Earlier Hafnia reported $346.56 million in operating revenue for the second quarter, down from $563.1 million for 2Q 2024. Operating profit was $83.09 million, down from $262.14 million for 2Q 2024. Profit before income tax landed at $78 million, down from $260.77 million. Net profit was $75.34 million, or $0.15 per share – down from $259.2 million.

“Strong product demand, low global inventories, improving refining margins and high export volumes have gradually supported the second quarter product tanker market and have continued into the third quarter”, Hafnia said.

“Refined product volumes on water have steadily increased, and daily loadings of refined products have grown even more in the third quarter, signaling further strength in the market as we approach the peak earning season.

“Underlying demand remains strong, with the IEA forecasting a 0.7 million barrel per day increase in global oil demand in 2025 to 103.7 million barrels per day. OPEC+ plans to boost production by 0.5 million barrels per day in September, supporting near-term crude tanker rates and benefiting the product tanker market through higher refinery throughput and exports.

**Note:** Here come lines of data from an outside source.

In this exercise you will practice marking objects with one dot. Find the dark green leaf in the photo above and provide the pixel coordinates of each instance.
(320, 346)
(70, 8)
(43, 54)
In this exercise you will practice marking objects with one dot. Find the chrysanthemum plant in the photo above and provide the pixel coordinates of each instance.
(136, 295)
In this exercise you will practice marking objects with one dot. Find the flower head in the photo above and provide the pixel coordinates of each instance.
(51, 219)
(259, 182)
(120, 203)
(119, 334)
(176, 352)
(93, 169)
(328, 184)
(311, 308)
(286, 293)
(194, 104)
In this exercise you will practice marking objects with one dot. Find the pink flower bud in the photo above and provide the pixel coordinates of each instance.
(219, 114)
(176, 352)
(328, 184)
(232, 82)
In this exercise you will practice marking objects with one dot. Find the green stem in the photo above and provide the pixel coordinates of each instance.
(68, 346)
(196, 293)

“Global product inventories have fallen below historical averages, with continued drawdowns in both Europe and the US. The ongoing closure of refineries in these regions is expected to further tighten diesel and jet fuel supply, with replacement barrels likely supplied from the Middle East Gulf, adding to product tonne-miles. Refining margins are trending higher, with low refinery maintenance activity expected in the third quarter; these indicators point toward sustained strong oil demand.

“The outlook for the product tanker supply remains positive, with limited newbuild activity planned for 2025. As of August 2025, the product tanker orderbook-to-fleet ratio is about 20 percent, but vessel scrapping has started, supported by an aging fleet, as many vessels built in the early 2000s are now reaching scrapping age.

“Additionally, vessels built in the latter part of the 2000s are nearing the end of their primary trading life. Furthermore, the capacity from newbuild deliveries has been absorbed by a large number of LR2s and LR1s entering the dirty trade.

“The recent EU sanction package on Russia has further tightened the tanker supply effectively, by potentially pushing more vessels into the shadow fleet. By Q3 2025, a total of approximately 800 tankers have been sanctioned.

“The ban on products refined from Russian crude oil would also contribute to market inefficiencies, expand trade routes, and increase tonne-miles.

“Looking ahead to the rest of 2025, we believe the product market is well-positioned for a strong winter season.

“However, several key factors could influence market dynamics, such as trade policy developments, changes in oil trade routes, sanctions, and ongoing geopolitical tensions”.